En tal orden de ideas expuso que “[e]l ingreso base para liquidar esta indemnización, según doctrina del Consejo de Estado, es el salario mínimo incrementado en un 25% como componente prestacional”. Para terminar, aludió al perjuicio moral, al daño fisiológico y al daño a la vida de relación, que consideró se encuentran plenamente demostrados en el proceso.

CONSIDERACIONES 1. Es indiscutible que el menor Guillermo Alejandro Campo Rosero fue, al igual que sus padres, demandante en este asunto. 1.1. Así se desprende con toda claridad del escrito mediante el cual se dio inicio a la controversia, en el que el apoderado judicial que representó a los actores expresó que actuaba “en nombre y representación de los señores ROCIO GABY ROSERO y GUILLERMO CAMPO, mayores de edad y domiciliados en Santafé de Bogotá, y del menor GUILLERMO ALEJANDRO CAMPO ROSERO, quien comparece representado legalmente por sus padres …” (fl. 25, cd. 1; se subraya). 1.2.

Para respaldar la proposición de la acción en dichos términos, figura el poder que milita a folio 1 del cuaderno principal, conferido por los señores “ ROCIO GABY ROSERO Y GUILLERMO CAMPO, mayores de edad, domiciliados en Santafé de Bogotá, identificados como aparece al pie de nuestras firmas, obrando en nombre propio y en representación legal de nuestro menor hijo GUILLERMO ALEJANDRO CAMPO ROSERO …” (se subraya). 1.3.

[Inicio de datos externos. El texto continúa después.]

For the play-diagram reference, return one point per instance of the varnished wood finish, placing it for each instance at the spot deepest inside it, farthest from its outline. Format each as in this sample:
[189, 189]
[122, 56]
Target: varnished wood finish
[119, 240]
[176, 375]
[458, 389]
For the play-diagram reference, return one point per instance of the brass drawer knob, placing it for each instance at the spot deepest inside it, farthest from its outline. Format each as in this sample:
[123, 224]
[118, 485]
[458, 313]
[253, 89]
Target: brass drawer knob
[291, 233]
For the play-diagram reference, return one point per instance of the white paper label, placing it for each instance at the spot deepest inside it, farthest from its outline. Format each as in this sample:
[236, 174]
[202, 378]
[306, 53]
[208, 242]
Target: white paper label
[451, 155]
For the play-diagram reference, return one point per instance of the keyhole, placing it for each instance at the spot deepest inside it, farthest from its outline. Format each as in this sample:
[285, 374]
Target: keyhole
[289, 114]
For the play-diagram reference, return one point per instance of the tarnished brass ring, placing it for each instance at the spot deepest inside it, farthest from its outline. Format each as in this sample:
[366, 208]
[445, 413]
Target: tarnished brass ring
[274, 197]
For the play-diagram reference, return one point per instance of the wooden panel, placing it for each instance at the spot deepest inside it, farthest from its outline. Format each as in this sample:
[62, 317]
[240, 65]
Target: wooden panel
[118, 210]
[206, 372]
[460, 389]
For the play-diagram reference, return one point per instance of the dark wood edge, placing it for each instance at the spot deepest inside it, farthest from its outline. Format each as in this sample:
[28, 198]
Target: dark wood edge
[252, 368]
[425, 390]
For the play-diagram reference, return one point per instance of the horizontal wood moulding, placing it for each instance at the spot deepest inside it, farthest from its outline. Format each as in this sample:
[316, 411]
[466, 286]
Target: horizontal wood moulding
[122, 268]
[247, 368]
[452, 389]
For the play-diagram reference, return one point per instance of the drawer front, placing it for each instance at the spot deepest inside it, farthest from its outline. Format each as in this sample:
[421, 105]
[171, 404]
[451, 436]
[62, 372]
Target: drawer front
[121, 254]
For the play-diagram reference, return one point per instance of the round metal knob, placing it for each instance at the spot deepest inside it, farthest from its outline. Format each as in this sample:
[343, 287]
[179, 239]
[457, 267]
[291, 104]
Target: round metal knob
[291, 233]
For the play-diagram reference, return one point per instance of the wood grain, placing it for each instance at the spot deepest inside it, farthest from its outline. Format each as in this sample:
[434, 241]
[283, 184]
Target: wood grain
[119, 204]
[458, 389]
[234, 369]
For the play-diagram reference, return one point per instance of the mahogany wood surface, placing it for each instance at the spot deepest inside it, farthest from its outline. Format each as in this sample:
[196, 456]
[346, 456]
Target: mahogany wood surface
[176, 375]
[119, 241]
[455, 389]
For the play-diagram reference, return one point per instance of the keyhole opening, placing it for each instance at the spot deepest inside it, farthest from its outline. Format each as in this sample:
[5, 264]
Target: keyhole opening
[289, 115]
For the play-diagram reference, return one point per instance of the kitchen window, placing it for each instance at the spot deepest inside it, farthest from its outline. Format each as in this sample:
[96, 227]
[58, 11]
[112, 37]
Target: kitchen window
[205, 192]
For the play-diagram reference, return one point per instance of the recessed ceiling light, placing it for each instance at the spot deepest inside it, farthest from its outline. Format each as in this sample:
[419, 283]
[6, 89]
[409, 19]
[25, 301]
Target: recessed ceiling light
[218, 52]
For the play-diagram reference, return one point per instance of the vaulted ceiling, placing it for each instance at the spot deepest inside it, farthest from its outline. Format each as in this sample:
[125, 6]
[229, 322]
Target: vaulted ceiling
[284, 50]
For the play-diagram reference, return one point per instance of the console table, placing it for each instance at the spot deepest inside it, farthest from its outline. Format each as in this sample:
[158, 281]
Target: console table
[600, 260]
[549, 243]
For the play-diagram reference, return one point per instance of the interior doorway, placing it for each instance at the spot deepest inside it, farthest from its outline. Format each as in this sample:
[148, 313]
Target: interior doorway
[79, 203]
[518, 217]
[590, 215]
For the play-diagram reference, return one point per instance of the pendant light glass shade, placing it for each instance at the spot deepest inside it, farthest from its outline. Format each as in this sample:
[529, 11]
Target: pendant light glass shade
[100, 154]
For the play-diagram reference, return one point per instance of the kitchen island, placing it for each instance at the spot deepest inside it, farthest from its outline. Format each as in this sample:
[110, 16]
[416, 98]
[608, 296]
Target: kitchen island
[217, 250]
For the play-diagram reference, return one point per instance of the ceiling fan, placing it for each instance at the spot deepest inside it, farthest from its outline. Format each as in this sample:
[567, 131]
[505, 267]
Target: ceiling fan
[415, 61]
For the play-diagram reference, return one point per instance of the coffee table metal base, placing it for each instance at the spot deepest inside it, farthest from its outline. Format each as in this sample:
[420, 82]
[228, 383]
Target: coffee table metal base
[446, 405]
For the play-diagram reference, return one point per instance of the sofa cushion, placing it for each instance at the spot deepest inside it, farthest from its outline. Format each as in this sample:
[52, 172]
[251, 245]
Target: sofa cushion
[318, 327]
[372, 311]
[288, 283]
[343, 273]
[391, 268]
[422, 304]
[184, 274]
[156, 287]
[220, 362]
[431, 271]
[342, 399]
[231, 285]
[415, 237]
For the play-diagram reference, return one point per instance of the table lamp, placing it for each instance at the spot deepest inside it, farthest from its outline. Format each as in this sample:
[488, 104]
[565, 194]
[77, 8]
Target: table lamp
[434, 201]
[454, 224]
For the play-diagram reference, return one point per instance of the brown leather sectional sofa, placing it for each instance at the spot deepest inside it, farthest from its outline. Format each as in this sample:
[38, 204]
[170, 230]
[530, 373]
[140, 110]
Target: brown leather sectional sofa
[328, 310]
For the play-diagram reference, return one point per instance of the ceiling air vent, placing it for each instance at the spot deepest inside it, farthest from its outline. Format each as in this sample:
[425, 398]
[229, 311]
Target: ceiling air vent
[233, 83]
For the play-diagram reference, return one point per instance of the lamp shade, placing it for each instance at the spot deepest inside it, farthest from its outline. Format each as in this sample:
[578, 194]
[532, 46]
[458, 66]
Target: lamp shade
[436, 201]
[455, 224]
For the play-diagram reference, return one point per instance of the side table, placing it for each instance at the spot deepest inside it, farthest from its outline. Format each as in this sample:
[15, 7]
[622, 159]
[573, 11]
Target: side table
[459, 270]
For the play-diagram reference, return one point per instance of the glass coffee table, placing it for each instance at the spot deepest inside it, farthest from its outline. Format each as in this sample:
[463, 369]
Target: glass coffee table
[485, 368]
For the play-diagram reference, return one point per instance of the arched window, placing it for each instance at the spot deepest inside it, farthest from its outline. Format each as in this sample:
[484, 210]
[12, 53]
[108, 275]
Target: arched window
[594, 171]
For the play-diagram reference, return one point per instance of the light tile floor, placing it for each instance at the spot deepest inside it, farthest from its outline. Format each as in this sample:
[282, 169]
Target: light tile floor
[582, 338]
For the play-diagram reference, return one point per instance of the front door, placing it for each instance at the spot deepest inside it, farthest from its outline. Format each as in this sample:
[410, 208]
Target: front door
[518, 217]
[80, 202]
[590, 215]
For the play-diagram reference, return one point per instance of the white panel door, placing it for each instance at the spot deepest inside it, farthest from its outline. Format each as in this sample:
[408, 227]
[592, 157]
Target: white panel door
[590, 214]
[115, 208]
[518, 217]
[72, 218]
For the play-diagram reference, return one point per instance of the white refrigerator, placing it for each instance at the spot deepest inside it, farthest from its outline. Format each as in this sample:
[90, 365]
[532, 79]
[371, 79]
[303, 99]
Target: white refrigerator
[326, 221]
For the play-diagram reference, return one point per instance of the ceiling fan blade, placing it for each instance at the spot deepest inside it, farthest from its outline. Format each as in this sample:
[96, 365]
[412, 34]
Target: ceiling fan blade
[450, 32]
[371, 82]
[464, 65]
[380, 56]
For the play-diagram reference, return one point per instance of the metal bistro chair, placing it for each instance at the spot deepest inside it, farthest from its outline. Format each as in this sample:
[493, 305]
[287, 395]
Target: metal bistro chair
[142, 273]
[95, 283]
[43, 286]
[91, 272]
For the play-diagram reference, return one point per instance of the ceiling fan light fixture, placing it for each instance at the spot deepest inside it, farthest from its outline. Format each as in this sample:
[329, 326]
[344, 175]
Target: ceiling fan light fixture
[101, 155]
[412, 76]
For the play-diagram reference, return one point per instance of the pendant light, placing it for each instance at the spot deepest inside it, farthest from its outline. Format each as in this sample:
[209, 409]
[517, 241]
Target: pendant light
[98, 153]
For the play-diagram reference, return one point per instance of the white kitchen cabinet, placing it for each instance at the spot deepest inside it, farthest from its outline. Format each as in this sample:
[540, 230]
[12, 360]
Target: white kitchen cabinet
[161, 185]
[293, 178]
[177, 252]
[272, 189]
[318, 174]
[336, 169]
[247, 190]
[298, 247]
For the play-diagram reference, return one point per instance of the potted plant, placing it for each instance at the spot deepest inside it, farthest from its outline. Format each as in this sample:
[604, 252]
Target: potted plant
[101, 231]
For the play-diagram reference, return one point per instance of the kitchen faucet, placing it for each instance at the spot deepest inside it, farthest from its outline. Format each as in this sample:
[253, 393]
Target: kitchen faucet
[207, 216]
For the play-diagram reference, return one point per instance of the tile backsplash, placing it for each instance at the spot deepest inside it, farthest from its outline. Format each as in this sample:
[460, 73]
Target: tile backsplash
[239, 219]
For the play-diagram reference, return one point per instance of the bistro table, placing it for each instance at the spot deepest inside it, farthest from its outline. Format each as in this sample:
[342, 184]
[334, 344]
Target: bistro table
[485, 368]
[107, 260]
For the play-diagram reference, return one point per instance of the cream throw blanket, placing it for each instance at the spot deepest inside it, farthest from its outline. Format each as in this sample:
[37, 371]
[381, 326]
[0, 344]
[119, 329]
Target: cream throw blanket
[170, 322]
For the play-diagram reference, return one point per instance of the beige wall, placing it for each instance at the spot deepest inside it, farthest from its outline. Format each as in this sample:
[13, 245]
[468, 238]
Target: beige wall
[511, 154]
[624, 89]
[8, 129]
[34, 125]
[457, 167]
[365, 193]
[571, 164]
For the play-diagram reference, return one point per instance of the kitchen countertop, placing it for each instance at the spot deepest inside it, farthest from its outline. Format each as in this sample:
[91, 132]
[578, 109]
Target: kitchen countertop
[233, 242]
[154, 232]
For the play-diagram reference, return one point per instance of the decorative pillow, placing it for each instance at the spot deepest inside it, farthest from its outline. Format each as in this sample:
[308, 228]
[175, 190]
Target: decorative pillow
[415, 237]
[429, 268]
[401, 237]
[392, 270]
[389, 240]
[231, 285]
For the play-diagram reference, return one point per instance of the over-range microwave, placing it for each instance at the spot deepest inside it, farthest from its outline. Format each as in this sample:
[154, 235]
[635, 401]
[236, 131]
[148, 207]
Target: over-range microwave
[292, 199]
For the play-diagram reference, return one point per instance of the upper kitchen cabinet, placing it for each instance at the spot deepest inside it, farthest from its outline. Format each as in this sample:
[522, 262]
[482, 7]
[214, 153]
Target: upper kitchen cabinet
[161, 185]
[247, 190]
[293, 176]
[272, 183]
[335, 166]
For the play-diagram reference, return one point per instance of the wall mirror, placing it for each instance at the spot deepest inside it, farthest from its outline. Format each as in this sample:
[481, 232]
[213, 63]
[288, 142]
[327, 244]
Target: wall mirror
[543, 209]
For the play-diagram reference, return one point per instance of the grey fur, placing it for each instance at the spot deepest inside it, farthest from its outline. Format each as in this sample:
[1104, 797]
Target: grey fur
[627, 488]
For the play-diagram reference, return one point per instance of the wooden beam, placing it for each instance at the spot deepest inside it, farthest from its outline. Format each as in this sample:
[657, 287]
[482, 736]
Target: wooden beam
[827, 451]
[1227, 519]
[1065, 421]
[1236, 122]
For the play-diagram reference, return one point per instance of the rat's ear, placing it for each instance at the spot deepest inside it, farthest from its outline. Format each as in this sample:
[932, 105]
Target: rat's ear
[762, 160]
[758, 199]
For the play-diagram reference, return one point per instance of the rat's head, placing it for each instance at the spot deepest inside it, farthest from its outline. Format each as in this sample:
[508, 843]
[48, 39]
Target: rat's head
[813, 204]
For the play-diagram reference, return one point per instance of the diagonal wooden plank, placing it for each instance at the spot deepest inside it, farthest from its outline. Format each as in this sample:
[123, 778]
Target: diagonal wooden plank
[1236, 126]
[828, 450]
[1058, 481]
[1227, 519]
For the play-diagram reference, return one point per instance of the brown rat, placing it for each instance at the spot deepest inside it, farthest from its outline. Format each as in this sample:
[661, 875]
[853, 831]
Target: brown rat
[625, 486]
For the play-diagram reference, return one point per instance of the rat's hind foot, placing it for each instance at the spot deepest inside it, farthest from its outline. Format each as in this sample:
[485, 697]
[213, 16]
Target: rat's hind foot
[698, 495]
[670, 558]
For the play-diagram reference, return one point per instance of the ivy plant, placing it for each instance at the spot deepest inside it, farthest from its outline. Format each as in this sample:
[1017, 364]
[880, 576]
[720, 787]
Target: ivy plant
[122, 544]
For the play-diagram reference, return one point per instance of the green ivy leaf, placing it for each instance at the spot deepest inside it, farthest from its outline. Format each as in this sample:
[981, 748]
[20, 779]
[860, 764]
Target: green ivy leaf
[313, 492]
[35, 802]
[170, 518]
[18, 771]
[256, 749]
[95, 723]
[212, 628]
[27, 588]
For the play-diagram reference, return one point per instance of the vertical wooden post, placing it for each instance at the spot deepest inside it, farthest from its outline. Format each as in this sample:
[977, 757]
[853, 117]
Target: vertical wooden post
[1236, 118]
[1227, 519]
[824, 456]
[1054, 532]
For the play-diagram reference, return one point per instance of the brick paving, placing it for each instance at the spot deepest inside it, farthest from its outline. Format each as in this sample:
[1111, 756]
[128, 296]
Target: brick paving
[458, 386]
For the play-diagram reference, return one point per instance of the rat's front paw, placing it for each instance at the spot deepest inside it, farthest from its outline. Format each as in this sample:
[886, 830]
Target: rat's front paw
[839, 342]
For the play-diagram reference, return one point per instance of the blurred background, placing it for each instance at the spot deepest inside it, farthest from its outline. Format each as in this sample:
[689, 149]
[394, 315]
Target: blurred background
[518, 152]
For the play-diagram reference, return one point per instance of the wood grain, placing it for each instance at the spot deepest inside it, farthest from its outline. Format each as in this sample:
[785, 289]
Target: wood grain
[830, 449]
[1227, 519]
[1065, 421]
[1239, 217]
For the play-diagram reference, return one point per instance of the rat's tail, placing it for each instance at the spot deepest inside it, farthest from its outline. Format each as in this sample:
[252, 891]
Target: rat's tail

Adicionalmente, así lo dejó perfectamente establecido el Juzgado del conocimiento en el auto del 25 de febrero de 2000, en el que dispuso que “[p]or reunir los requisitos de ley se admite esta demanda: ORDINARIO de ROCIO GABY ROSERO, GUILLERMO CAMPO, mayores de edad, y el menor GUILLERMO ALEJANDRO CAMPO ROSERO, quien comparece al proceso representado por sus padres …” (fl. 34, cd. 1; se subraya). 2.

De tal constatación surge, con igual nitidez, que la acción de responsabilidad civil en esos términos promovida estuvo encaminada, en esencia, a obtener la reparación de los perjuicios que, como consecuencia de la deficiente atención médica que se brindó al menor Guillermo Alejandro Campo Rosero en los días subsiguientes a su nacimiento, se le ocasionaron tanto a éste, como a los esposos Campo Rosero, lo que era posible realizar al interior de un mismo proceso por la vía de la acumulación de pretensiones.

En tal orden de ideas, imperativo era, y es, entender que cuando se solicitó, por una parte, que se declarara “a las entidades demandadas, solidaria y civilmente responsables de todos los daños y perjuicios causados al patrimonio y la salud de los demandantes …” (pretensión tercera; se subraya) y, por otra, que se condenara a las accionadas “al pago de las sumas que resulten necesarias para la plena indemnización de los perjuicios materiales y morales causados a los demandantes …” (pretensión cuarta; se subraya), se estaba haciendo alusión a cada uno de los tres actores, individualmente considerados, y que, por lo mismo, dichas solicitudes exigían de la jurisdicción su efectiva resolución respecto de los señores Rocío Gaby Rosero Achinte y Guillermo Campo Dorado, así como del menor Guillermo Alejandro Campo Rosero. 3.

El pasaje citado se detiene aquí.